Saria Live Action Short Review: Agonizing and Heartbreaking

Written by Ram Venkat Srikar

Bryan Buckley’s Saria is based on 2017’s tragedy when 41 girls orphan girls lost their lives to fire in Virgen de La Asuncion Safe Home in Guatemala, the very same orphanage they were housed in, or I may say, jailed. The first and last shots of the film havea spider crawling in the hallway of the orphanage, and the spider appears at three different junctures. First, the spider crawls into a closed room. Second, Saria, the titular character, saves the insect trapped in soap foam and lets it go out of the orphanage. Third, the spider crawls out of the room. If carefully observed, the arc of the spider mirrors Saria’s. The room is the orphanage Saria got in. When set free, it is Saria escaping the orphanage. And the final shot of the spider coming out of the room; it is Saria leaving the world. And it is befitting that human life is compared to an insect’s. That’s how dispensable these girls are.

I’m unsure if it is the same one in all the three cases, but the question is of no value because the representation signifies only the species, just like the girls in the orphanage. They are just women, a species, nothing more than that. That’s the way the confined and cruel world treats them, implies. Especially the officials in charge of the orphanage, there is neither physical care nor mental empathy from them. Drawing reference from 2019’s One Child Nation, we meet many government officials, mostly women, who carried out thousands of abortions abiding by China’s One-child policy. That’s what they were ordered to do decades ago. And their present lives are burdened with guilt.

Here too, government officials are exercising their power on the innocents. Unlike China’s case, here, no one has ordered them to be inhuman to these girls in a government-run orphanage. It is their cold-hearted and uncompassionate nature that I’m striving to comprehend. There is one critical scene at the end, depicting the sheer lack of fundamental human emotions in a female guard; this exposition of cruelty is agonizingly unbearable, to say the least. When Saria questions her teacher on Valentine’s Day whether Saint Valentine thinks women had the right to fight, her teacher responds Valentine felt women had no place on the battlefield. When the young girl says it’s bullshit, she is beaten and thrown out of the class while all other girls helplessly sit there. It is a simplistic scene that portrays how intensely flawed the mindsets are, of those in power.

The atmosphere is grim and dull, standing for their colourless lives, but there is a window letting sunshine, a ray of light in their lives. Freedom is what the girls fought for, and, wistfully, only death let them escape.
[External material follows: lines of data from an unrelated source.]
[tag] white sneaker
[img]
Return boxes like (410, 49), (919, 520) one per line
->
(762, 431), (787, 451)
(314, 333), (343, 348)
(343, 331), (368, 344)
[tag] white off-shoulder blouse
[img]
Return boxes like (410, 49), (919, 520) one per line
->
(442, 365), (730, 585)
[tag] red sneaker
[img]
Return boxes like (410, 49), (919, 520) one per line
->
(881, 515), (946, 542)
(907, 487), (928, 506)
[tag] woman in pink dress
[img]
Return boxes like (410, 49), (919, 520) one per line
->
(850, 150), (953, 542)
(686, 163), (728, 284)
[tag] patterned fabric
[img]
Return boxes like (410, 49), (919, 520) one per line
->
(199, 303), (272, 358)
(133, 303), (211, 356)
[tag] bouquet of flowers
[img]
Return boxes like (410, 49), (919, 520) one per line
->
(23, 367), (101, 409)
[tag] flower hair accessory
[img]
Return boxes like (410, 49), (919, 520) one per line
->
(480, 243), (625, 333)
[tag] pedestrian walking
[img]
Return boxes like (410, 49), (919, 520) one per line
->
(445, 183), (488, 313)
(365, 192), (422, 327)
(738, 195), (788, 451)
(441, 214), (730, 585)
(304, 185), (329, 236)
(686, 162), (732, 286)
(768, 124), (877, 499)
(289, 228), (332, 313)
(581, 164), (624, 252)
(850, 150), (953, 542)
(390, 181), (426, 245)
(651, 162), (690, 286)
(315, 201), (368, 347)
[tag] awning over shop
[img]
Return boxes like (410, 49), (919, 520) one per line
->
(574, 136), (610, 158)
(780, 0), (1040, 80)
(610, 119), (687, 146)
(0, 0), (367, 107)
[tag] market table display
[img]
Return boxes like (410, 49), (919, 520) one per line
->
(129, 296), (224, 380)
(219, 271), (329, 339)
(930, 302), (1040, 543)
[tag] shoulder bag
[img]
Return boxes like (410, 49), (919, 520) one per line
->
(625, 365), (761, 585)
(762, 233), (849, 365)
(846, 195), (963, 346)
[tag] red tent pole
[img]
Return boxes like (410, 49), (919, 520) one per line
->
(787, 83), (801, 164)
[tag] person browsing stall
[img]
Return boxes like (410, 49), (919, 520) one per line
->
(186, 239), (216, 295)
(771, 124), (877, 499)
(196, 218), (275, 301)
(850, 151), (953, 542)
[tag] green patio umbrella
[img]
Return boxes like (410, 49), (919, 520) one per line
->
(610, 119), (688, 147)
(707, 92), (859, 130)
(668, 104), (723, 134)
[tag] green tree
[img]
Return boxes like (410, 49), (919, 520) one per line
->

And, it is humans who decided their fate. Filmmaker Bryan Buckley understands how sensitive and brutal the issue is, and presents it unfiltered. Being a mirror of horrifying reality, it is a potent work that emphatically proves how effective short-form cinema can be.

On January 29, ShortsTV will debut THE 2020 OSCAR NOMINATED SHORT FILMS at the IFC Center in New York City and in select markets, and then roll out across the US and Europe on January 31. This marks the 15th consecutive year of the Oscar Nominated Short Films theatrical experience. It is the only opportunity for audiences to watch the short film nominees in theaters before the Academy Awards ceremony on Sunday February 9, 2020. They will also made available via on demand platforms, including iTunes, Amazon Instant Video, Google Play and Vimeo on Demand. The release ensures the greatest number of viewers can see all the nominees before the ceremony, while providing short filmmakers with an unprecedented opportunity to commercialise their movies. Each nominee is released in one of three distinct feature-length compilations according to their category of nomination: Live Action, Animation, or Documentary.